Foredecker asks: "Companies like AMD, Intel, NVIDIA, ATI and others are continuing to drive silicon performance to new levels. Of course, every day computing (basic web browsing, email, word processing, spreadsheets, personal finance, and the like) don't require a Intel 3.2Ghz P4 with Hyperthreading or a AMD Athlon 64 FX and their associated platforms. Of course, there are apps that will leverage today's high performance platforms. Games are an obvious category, as is video editing. I'm looking for apps that will be widely adopted and will drive volume hardware shipments. Things that come to mind are: effective, speaker independent voice recognition, accurate repeatable object recognition in digital photos and videos (or from live feeds such as web cams). What other application categories are there that will drive the need for bigger-faster-better hardware platforms?"

3 of 106 comments (clear)

  1. Re:IDE, Bus speed by Jeremiah+Cornelius · · Score: 3, Informative
    This is a function of I/O design, more than CPU horsepower. With all the fancy northbridge extensions and DMA, and whatnot - The PC is still a kludge architecture. A brilliant, category changing kludge, but still no great shakes in the I/O dept, when compared against real workstations and mid-range boxes.

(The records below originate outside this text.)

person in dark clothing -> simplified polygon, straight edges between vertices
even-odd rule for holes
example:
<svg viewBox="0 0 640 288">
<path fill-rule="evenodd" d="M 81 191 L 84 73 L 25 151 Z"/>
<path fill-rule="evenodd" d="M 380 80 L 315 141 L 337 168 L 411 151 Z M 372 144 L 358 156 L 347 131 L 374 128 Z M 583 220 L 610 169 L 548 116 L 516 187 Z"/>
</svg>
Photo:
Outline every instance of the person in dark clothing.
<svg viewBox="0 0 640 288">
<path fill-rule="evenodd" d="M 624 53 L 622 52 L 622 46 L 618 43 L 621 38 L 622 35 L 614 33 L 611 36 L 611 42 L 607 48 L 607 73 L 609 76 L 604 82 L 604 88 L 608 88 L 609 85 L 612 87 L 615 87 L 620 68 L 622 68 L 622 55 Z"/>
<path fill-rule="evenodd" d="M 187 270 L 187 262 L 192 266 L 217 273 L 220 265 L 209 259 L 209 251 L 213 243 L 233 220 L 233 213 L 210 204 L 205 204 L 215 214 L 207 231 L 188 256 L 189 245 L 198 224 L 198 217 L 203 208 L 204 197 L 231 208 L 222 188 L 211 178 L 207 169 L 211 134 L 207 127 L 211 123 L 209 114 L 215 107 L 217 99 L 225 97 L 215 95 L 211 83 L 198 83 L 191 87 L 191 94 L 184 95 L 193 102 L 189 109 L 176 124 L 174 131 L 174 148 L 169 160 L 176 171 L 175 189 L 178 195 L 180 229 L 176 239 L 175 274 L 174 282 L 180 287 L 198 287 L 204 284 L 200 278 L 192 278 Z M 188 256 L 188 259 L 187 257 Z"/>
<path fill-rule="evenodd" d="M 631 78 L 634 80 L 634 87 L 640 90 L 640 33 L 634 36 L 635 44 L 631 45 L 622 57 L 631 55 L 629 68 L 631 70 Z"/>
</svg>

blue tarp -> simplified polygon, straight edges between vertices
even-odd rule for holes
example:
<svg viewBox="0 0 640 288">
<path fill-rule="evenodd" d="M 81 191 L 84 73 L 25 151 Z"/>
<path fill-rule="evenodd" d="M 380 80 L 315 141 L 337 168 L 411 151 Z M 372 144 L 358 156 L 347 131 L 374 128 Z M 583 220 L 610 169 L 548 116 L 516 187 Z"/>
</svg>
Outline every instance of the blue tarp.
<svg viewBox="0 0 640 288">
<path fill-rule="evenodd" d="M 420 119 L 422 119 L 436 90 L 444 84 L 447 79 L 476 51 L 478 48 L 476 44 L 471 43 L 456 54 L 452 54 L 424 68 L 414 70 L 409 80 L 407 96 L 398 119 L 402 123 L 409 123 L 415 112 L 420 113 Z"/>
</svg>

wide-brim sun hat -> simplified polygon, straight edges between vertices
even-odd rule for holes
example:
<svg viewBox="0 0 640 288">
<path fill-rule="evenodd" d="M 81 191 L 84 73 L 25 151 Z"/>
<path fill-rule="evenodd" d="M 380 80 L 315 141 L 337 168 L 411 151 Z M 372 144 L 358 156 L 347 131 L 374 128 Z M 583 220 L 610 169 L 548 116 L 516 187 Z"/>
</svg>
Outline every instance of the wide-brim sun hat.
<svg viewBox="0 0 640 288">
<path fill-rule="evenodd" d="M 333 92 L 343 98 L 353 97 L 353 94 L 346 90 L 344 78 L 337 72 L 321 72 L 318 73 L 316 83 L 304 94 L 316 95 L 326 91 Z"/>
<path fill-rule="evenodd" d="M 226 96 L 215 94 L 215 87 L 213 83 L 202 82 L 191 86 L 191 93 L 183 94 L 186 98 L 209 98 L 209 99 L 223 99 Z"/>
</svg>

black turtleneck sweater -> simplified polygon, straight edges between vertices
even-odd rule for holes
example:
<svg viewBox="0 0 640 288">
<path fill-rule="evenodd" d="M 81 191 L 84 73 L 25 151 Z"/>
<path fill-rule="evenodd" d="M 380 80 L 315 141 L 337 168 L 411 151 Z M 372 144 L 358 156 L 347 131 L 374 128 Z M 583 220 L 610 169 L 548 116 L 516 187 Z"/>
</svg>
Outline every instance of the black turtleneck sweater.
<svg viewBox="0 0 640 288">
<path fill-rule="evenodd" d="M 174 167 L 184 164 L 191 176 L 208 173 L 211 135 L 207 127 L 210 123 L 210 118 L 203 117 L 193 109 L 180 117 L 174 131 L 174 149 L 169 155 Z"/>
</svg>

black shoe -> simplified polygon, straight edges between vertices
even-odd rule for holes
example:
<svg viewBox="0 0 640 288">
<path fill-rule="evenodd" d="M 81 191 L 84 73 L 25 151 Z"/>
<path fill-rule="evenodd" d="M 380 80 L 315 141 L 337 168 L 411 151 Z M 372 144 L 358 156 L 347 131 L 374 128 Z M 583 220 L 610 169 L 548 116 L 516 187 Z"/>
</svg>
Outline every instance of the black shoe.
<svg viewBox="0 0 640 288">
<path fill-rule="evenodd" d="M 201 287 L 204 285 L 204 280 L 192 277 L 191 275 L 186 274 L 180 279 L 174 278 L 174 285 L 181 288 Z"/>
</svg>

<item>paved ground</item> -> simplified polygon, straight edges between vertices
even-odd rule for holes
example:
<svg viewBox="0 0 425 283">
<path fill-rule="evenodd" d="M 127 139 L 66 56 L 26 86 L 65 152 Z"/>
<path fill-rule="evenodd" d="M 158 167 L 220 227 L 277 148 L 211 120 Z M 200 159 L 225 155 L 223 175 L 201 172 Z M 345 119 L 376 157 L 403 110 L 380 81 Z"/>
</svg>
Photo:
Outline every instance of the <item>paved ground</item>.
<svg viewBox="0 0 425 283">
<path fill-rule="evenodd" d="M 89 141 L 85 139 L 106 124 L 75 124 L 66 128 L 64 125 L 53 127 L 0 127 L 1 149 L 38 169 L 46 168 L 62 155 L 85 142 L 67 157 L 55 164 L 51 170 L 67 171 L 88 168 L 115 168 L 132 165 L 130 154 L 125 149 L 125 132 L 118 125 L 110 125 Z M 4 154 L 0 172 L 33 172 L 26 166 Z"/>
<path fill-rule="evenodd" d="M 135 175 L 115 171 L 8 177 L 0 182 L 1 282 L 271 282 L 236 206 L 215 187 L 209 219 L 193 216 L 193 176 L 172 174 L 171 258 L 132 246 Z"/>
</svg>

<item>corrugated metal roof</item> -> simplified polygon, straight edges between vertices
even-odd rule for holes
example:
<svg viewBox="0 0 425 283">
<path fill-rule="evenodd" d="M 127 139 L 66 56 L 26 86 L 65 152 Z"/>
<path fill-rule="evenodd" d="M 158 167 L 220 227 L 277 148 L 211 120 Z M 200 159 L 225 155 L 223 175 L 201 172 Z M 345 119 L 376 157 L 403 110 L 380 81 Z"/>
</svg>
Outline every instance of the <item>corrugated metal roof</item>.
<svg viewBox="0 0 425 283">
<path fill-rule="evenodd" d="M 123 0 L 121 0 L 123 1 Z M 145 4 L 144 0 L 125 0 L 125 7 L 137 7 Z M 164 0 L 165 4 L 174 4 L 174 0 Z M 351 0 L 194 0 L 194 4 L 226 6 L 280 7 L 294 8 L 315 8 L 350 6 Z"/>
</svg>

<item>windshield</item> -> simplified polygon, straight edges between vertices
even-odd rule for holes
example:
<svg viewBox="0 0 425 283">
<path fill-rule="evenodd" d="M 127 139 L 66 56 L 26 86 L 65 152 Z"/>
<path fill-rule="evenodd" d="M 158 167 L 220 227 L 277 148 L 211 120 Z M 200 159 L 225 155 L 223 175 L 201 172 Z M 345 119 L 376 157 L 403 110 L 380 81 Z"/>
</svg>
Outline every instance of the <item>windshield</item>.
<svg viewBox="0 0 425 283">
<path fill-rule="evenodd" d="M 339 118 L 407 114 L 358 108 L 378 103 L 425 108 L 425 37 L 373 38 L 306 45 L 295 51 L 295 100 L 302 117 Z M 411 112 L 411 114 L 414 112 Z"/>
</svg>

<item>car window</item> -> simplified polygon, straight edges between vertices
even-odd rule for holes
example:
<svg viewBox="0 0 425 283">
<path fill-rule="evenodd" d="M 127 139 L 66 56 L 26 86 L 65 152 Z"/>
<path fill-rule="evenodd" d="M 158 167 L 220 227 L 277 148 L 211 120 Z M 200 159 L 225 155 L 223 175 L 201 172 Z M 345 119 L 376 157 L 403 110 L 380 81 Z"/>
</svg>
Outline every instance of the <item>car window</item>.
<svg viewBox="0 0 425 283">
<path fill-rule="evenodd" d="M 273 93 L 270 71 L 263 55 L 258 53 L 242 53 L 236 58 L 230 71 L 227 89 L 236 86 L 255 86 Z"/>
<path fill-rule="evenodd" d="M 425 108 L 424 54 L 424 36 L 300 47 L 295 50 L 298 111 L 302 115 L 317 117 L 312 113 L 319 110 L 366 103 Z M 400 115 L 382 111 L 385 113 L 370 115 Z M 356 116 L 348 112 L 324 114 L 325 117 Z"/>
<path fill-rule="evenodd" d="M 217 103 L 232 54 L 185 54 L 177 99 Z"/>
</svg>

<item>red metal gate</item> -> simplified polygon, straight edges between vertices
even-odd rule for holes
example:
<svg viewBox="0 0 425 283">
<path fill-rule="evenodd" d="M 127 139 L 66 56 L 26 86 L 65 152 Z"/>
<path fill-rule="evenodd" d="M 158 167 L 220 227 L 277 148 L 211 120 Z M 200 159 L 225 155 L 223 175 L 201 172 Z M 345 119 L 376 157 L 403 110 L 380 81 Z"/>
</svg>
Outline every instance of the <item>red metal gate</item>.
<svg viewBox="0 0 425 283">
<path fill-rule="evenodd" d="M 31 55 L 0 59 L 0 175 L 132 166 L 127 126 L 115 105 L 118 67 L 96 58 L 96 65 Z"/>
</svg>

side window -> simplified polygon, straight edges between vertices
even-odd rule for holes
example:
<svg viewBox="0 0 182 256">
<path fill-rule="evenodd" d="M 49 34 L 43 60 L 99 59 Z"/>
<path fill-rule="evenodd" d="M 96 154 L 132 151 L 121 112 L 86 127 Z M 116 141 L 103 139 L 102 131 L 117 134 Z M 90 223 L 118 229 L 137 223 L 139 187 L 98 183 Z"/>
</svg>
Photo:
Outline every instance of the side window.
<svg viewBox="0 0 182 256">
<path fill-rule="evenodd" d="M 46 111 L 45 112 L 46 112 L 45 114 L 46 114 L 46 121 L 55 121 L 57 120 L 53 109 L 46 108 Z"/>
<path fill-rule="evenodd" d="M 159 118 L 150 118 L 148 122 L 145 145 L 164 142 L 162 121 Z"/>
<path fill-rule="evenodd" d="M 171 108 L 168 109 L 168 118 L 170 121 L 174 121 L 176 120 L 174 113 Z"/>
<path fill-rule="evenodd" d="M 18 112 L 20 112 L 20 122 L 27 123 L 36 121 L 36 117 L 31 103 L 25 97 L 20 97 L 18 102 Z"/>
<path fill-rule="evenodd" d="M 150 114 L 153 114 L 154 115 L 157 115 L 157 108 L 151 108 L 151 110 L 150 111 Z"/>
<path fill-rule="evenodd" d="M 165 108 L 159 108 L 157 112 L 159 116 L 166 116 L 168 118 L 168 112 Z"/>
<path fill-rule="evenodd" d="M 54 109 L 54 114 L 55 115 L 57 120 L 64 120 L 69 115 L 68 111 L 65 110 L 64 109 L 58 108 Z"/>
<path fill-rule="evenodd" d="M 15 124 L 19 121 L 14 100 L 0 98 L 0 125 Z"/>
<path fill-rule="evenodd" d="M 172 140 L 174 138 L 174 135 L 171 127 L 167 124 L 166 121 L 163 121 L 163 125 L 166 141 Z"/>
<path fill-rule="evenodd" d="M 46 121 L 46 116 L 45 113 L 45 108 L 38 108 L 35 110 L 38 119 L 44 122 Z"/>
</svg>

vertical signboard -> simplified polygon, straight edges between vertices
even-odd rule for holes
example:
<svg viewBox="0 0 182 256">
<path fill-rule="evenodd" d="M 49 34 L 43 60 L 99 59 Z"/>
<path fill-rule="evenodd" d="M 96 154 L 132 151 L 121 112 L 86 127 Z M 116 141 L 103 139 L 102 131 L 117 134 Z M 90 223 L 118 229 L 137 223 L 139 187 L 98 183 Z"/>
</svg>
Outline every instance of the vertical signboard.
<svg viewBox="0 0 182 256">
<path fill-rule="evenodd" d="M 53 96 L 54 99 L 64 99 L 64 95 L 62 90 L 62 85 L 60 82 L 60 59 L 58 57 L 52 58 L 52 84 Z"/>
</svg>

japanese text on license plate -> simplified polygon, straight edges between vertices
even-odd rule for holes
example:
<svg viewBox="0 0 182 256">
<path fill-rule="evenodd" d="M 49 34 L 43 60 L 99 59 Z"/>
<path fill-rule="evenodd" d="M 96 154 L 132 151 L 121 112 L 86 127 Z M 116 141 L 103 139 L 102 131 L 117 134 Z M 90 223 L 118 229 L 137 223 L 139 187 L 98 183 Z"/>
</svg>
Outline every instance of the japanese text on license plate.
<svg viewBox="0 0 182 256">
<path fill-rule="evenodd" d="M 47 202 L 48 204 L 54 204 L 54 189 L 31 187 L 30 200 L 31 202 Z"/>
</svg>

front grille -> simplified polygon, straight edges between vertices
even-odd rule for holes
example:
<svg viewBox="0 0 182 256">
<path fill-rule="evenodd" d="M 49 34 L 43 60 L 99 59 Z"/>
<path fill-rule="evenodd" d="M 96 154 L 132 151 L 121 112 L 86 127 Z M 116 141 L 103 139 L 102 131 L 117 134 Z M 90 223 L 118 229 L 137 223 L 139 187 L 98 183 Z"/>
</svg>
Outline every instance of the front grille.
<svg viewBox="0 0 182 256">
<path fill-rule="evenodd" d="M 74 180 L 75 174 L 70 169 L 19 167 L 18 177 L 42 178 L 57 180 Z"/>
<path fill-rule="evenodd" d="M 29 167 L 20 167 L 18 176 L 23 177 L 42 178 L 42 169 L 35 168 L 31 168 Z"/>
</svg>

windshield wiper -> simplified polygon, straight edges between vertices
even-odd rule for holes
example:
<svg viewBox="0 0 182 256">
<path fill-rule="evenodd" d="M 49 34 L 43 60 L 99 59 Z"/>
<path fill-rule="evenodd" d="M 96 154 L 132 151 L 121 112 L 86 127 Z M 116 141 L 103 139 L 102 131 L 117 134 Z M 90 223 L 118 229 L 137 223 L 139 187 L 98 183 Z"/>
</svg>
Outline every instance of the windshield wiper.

    Just be glad you don't use an OS w/ hooks into BIOS routines for peripher access!

    --
    "Flyin' in just a sweet place,
    Never been known to fail..."
  2. Application startup by _iris · · Score: 2, Informative

    Most applications have a good chunk of code they execute on startup (generating lookup tables, building graphs, etc). As processors get faster, applications will slowly move toward performing these functions in an on-demand manner. This will decrease application startup time, which seems to be what most MS Office users and Internet Explorer users want to eliminate when they say "My computer is _so_ slow."

  3. Re:Amateur filmmaking by Sheepy · · Score: 2, Informative
    GuyMannDude: But actually creating an episode of Star Trek, for example, is just not possible right now.

    You might want to reconsider that ;-)

    Fan-Made Star Trek Episode Available for Download

    Starship Exeter

    'Star Trek' reborn in online episode

    The fresh episode is a digital product of a personal-computing revolution that has allowed amateur moviemakers to duplicate once-pricey television- and movie-production techniques on shoestring budgets.
    But classic "Star Trek" special effects added an eerie air of authenticity. Some effects, such as certain phaser-fire and force-field scenes, were the result of a reflective camera attachment. Jimm Johnson digitally added others using image-editing software on his home computer. He also used his Apple iMac to create digital backdrops, such as star fields and the control- and screen-festooned walls of the U.S.S. Exeter bridge, and to winnow 16 hours of raw footage down to one 35-minute show.
    He says each minute of the finished show required some 20 hours of painstaking digital editing. This involved mixing still and moving imagery with dialogue and other audio elements, such as a music culled from classic "Star Trek" soundtracks.